В Бауманский райком партии вызвали группу студентов основных и подготовительных курсов училища. В их числе был и Маташ Мазаев. В райком пришли коммунисты из других учебных заведений района, с заводов и фабрик. Все как на подбор, молодые, крепкие, задористые. Кое-кто уже проведал, зачем их вызвали сюда. В коридорах разговор шел главным образом о лучших представителях новых военных специальностей: о летчиках, входивших в славу, о танкистах, особенно проявивших себя в боях на КВЖД. Но не забывали и артиллеристов, моряков, кавалеристов, пехотинцев. Говорили со знанием дела, взвешивали «за» и «против», а Маташ не знал, какую же из множества военных специальностей выбрать для себя, хотя в душе его ворохнулась и оттеснила все прежние планы мечта, зародившаяся еще на митинге в Грозном, когда он не отрываясь смотрел на Ворошилова и Буденного.
В кабинет вызывали по одному.
За столом рядом с секретарем райкома, год тому назад вручавшему Мазаеву партийный билет, сидел военный товарищ с тремя «шпалами» в малиновых петлицах и орденом Красного Знамени на широкой груди. На зеленом сукне гимнастерки орден горел, как в весеннюю пору цветок на альпийском лугу, что раскинулся вблизи Верхнего Наура… Это воспоминание, пришедшее сюда, в Москву, с родных и милых сердцу мест, как-то сразу приблизило к Мазаеву и этих людей, что пригласили его сюда, и то, о чем они сейчас поведут речь, окончательно утвердило его в мысли, что так и должно было быть.
— Садитесь, товарищ Мазаев, — услышал Маташ голос секретаря. — Знаете, зачем вызвали вас в райком?
— Догадываюсь, — ответил Маташ, и таким простым и будничным показался ему и вопрос, и этот ответ, и собственный голос.

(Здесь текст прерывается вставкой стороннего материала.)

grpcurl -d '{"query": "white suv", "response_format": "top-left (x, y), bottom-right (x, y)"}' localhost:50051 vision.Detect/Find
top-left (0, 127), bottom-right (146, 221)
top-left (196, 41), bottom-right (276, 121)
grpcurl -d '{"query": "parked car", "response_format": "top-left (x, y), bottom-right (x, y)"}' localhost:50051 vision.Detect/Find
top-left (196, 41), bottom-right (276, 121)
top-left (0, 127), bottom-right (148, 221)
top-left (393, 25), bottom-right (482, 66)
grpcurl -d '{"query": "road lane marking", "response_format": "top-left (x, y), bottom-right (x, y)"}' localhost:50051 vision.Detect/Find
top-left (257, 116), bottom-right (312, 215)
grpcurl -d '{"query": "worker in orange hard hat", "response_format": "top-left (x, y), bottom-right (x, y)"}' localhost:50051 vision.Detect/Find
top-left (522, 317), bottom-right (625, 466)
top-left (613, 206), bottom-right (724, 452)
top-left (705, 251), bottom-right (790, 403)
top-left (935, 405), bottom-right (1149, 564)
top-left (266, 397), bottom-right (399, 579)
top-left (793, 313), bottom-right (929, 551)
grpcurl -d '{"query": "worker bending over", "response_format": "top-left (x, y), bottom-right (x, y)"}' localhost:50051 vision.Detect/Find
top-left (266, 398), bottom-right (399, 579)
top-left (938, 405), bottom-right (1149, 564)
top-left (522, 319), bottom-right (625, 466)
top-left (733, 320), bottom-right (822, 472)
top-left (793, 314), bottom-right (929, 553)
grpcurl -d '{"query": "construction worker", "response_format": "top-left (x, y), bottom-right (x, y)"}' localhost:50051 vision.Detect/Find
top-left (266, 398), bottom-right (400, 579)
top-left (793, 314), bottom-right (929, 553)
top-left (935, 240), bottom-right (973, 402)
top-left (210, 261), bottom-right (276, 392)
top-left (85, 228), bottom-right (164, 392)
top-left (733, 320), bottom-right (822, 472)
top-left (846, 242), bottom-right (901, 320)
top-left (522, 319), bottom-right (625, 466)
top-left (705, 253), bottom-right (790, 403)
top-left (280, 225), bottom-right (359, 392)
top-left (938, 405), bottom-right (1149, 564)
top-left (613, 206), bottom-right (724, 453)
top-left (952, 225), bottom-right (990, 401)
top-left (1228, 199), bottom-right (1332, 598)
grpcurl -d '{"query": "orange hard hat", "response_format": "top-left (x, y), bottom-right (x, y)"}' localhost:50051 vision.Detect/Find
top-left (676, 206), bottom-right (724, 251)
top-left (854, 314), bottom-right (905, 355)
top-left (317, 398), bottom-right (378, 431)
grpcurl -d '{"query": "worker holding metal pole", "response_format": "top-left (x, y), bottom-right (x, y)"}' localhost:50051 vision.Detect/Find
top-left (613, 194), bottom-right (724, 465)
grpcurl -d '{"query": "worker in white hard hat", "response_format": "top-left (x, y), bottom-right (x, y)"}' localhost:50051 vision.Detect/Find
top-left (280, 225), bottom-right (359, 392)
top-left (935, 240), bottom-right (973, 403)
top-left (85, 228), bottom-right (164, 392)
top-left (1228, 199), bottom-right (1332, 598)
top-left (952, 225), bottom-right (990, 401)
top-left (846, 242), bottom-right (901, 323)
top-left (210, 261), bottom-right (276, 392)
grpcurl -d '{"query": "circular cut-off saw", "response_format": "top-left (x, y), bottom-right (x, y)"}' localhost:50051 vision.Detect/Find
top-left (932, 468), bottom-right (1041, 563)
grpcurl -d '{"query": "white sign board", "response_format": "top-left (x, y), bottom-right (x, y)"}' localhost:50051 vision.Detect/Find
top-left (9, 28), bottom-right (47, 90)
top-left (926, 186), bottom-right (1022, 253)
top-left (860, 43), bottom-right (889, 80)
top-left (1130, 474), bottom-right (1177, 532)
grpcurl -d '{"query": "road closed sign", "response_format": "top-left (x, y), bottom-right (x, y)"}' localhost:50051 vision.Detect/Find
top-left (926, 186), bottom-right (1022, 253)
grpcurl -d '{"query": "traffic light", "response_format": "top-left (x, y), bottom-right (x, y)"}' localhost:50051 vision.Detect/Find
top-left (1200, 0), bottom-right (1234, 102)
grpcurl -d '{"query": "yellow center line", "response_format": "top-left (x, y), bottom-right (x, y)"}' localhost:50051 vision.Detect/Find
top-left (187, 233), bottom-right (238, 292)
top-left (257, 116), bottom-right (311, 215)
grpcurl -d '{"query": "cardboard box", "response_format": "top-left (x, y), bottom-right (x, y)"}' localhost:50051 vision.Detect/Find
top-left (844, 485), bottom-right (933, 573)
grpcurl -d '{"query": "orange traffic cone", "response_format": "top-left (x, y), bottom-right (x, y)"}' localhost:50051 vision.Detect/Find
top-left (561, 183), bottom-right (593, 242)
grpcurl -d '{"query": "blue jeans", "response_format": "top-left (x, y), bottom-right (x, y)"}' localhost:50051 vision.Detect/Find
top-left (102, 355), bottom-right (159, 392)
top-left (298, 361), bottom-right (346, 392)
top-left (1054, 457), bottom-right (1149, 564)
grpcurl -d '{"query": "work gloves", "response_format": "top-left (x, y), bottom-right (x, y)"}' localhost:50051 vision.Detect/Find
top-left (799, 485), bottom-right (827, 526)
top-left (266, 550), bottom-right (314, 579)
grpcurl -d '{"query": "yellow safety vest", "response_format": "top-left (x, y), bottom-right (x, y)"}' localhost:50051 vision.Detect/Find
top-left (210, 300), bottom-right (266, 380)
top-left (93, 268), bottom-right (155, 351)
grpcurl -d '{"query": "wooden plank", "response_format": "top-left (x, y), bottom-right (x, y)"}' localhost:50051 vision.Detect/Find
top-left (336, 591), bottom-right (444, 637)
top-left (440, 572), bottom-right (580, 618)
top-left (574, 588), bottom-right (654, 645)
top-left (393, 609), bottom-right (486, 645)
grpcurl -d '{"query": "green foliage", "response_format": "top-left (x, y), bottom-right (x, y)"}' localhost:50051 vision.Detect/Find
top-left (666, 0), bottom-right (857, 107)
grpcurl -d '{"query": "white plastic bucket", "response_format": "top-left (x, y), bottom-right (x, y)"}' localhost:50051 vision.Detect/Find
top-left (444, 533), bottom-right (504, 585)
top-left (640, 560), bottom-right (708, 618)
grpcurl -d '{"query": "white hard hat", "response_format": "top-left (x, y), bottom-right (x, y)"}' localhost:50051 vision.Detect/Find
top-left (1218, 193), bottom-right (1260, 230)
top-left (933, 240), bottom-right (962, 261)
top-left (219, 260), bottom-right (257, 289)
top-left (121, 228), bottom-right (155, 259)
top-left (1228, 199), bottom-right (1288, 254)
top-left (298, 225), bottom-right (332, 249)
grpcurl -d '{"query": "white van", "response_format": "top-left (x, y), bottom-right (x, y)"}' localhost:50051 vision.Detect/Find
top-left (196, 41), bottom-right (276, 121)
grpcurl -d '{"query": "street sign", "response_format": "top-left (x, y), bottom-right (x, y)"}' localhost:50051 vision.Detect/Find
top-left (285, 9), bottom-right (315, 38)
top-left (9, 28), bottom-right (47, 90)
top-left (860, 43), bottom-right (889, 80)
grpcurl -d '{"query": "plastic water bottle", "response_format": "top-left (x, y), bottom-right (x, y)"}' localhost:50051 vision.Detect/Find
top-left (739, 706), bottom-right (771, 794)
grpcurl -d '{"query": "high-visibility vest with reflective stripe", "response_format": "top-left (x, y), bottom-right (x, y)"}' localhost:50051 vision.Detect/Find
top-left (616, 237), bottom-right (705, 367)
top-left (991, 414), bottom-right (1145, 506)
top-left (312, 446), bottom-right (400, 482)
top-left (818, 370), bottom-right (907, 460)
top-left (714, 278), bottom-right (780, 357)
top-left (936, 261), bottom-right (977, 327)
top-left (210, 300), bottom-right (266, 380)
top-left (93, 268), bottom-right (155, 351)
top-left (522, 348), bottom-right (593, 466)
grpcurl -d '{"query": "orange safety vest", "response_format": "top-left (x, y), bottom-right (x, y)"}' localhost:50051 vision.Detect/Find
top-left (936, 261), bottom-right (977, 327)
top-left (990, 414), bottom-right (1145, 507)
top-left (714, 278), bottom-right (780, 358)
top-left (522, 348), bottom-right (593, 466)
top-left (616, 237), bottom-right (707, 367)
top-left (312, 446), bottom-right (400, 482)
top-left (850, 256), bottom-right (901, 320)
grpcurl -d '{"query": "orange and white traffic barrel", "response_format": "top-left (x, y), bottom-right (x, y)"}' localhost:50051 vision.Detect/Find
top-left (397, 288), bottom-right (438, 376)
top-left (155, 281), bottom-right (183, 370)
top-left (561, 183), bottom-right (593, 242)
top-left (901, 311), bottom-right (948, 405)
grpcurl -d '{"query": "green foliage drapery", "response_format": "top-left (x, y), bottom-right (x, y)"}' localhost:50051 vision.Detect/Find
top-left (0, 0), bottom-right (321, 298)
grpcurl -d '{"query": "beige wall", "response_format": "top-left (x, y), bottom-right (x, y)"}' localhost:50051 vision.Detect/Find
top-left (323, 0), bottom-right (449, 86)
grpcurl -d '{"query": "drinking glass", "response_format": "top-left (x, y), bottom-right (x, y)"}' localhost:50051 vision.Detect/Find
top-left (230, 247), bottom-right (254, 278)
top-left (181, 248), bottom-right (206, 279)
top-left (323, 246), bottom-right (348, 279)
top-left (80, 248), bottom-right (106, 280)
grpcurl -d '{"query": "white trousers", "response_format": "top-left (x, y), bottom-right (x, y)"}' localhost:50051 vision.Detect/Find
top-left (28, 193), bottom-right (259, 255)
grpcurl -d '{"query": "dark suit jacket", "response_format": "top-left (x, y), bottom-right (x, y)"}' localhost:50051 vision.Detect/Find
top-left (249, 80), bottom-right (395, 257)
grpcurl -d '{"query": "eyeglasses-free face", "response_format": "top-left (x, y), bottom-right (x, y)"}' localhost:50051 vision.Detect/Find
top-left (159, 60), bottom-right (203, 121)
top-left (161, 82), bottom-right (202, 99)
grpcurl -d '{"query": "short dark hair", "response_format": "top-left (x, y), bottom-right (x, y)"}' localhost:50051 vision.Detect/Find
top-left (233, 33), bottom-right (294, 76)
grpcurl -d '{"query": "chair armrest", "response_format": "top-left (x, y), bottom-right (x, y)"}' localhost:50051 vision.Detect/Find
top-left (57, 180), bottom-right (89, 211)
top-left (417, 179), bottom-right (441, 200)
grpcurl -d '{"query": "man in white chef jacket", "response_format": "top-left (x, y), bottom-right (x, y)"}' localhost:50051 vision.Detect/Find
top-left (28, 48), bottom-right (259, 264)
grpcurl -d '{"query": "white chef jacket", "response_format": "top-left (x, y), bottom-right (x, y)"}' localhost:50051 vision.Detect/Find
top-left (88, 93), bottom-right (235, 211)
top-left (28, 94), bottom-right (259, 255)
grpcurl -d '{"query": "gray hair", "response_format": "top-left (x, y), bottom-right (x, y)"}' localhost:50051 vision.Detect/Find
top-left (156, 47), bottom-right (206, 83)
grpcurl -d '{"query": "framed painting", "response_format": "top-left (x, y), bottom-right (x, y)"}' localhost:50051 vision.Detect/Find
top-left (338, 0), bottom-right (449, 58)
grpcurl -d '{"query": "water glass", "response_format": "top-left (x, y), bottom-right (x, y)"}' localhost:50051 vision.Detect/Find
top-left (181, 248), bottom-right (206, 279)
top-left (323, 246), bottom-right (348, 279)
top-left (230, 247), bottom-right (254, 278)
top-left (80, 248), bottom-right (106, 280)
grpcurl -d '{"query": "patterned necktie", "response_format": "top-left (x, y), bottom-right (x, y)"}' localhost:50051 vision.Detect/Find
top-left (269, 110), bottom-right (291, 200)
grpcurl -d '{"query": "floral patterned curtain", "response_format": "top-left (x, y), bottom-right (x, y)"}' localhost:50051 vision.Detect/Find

Все это так не гармонировало в его сознании с тем, что должно решиться сейчас, в этом кабинете.
— Вот и хорошо, — одобрил секретарь. — А как вы на это смотрите?
— Вполне положительно.
— Еще лучше, — улыбнулся секретарь одними губами и, посерьезнев, веско сказал: — Значит, решено. Пошлем вас в военную школу[3]. А в какую… — секретарь, немного помедлив, кивнул в сторону военного… — подумайте вместе с товарищем Дубинским.
Так Маташ Мазаев стал курсантом Киевской артиллерийской школы. Примерно через неделю вместо бешмета с газырями он надел гимнастерку точно такого же цвета, какую видел на военном товарище, только вместо ордена на ней горел значок «ГТО», а вместо «шпал» было золотом вышито три буквы «КАШ».
После многолюдной и шумной Москвы, к которой он уже успел привыкнуть, Киев показался ему очень тихим и спокойным городом. Из окон казармы, стоявшей на возвышенности, хорошо были видны лабиринты улиц и переулков, двух- и трехэтажные белые домики в центре и одноэтажные на окраинах, трамваи, обгоняющие извозчичьи пролетки и кареты. Город как бы утопал в зелени каштанов, тополей, лип, акаций и кленов, купался в ласковых солнечных лучах.
Хотелось поближе познакомиться с ним, побродить по его улицам, паркам и скверам, послушать мягкую и певучую речь украинцев. Но курсантская жизнь не была такой свободной, как студенческая. С утра до вечера занимались то на строевом плацу, то в учебных классах, то в артиллерийских парках. Вечера тоже были распланированы: то лекция, то диспут, то спортивное соревнование. Никогда еще Маташ не был так занят, как теперь.
Лишь через месяц курсантам-первогодкам удалось побывать в городе. Киевлянин Микола Коваленко повел Мазаева на Владимирскую горку. Вдоль аллеи стояли, подняв кверху чугунные жерла, старинные пушки, видимо, те самые, из каких били шведов под Полтавой. Маташ хотел остановиться возле них, рассмотреть их получше, — он уже кое-что понимал в артиллерии, — но Микола увлек его дальше, к самой круче.
— Полюбуйся, сын Кавказа! — сказал он, когда подошли к ограде. — Не одни твои горы красавцы. Здесь тоже есть на что посмотреть.
Внизу, под самой кручей, блестела серо-голубая лента Днепра, полукольцом огибавшая город. Сразу же за ней начиналась пойменная луговина, раскинувшаяся далеко-далеко, аж до самого горизонта.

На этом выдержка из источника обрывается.